Aw Boo, you handsome devil! :wub: :wub:


----------



## MySugarBaby (Jun 28, 2006)

Boo looks so adorable trying to get the squirrel!! :wub: Great pictures!!


----------



## Tina (Aug 6, 2006)

Especially love the second one. Squirrels are fast.


----------



## Katkoota (Feb 18, 2006)

so very very ADORABLE pictures of Smarty Boo...that second one is my fave 

Love smarty Boo and love looking at his pictures

kat


----------



## MissMelanie (Feb 13, 2006)

You DID get some *very* nice photos of Boo. And he and Wookie have the same Shades. Hope Mr or Mrs Squirrel got the hint, dog wants him. :HistericalSmiley: 

enJOY!
Melanie


----------



## precious paws (Jun 7, 2006)

Fantastic pictures! Boo is very handsome! :aktion033:


----------



## Gemma (Jan 19, 2006)

> The pic of him poking his head through the tree is TDF!!!! :wub:[/B]

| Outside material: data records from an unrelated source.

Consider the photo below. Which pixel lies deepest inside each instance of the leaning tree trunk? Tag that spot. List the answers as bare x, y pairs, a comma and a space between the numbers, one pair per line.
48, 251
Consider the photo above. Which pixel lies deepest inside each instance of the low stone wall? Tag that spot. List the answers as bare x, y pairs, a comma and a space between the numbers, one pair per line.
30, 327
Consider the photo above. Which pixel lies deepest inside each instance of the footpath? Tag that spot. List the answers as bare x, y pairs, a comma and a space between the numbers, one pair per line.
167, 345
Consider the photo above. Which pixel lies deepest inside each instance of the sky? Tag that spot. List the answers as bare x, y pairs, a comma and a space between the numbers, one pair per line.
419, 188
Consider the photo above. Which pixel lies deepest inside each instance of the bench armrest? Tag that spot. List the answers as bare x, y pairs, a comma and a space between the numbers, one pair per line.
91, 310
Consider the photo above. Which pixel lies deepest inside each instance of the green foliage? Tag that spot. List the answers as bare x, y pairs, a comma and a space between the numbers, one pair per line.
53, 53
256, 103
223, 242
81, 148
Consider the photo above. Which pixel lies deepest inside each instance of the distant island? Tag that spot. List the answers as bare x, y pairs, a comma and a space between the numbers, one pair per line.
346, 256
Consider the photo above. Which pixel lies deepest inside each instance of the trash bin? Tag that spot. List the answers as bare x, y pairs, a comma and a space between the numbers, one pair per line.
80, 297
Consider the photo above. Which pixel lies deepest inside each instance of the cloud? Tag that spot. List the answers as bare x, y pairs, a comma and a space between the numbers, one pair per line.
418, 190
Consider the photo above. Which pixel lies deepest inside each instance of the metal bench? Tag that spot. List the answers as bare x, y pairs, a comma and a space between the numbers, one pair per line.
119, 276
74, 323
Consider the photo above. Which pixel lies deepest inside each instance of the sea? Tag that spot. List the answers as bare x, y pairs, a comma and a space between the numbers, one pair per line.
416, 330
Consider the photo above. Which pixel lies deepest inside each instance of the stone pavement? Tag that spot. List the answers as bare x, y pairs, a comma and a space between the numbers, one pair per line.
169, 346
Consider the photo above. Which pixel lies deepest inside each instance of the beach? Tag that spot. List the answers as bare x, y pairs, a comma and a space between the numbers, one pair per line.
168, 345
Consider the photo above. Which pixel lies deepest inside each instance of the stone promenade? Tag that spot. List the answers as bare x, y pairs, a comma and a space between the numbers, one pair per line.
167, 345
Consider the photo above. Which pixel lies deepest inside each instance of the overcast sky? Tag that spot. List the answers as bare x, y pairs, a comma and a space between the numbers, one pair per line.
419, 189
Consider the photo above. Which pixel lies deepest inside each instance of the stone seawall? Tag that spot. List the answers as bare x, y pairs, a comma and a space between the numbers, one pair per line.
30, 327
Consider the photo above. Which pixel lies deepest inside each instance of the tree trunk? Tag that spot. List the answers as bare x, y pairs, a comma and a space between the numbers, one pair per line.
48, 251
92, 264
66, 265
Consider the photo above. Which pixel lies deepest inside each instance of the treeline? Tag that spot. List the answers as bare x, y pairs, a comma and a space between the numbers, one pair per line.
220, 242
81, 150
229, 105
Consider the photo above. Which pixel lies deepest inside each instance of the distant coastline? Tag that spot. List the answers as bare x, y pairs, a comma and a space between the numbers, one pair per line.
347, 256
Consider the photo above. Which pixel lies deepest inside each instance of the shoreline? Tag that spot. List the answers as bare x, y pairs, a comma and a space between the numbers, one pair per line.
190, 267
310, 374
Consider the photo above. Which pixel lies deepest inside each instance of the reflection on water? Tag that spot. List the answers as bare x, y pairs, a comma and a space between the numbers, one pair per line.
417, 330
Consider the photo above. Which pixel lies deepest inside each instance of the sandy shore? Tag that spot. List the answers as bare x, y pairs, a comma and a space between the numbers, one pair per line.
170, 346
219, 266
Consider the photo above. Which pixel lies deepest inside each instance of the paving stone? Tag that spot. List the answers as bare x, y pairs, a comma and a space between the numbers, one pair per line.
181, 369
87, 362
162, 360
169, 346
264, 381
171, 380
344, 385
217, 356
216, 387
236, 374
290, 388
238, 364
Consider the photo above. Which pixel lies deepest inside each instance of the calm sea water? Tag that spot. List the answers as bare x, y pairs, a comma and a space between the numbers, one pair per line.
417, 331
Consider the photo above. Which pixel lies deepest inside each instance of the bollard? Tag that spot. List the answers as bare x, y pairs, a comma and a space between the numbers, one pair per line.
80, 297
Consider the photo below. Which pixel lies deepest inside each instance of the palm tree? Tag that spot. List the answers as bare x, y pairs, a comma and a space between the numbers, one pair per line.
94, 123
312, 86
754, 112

 oh that is my favorite too :wub: and the last one, he is such a cool boy B)


----------



## Julie718 (Feb 17, 2006)

What a sweet boy Boo is! :wub: :wub:


----------



## susie and sadie (Jun 22, 2005)

Too cute!!! You always take such great pictures! :smilie_daumenpos:


----------



## PuttiePie (Nov 22, 2006)

Boo is Mr. Personality!! I loved looking at those pictures, please keep them coming!!


----------



## casa verde maltese (Apr 7, 2007)

those are great photos of Boo!!!


----------



## momtoboo (Jan 30, 2006)

Thanks so much everyone for the nice comments.


----------



## lovesophie (Jan 28, 2008)

Those pictures are beautiful! Boo looks like one cool cat with those stunna shades on! LOL. :HistericalSmiley: :wub:


----------



## Belle's Mum (Jul 13, 2007)

Cute pics!


----------



## Tricia (May 10, 2008)

Oh look....it's the killer tree hound :biggrin:


----------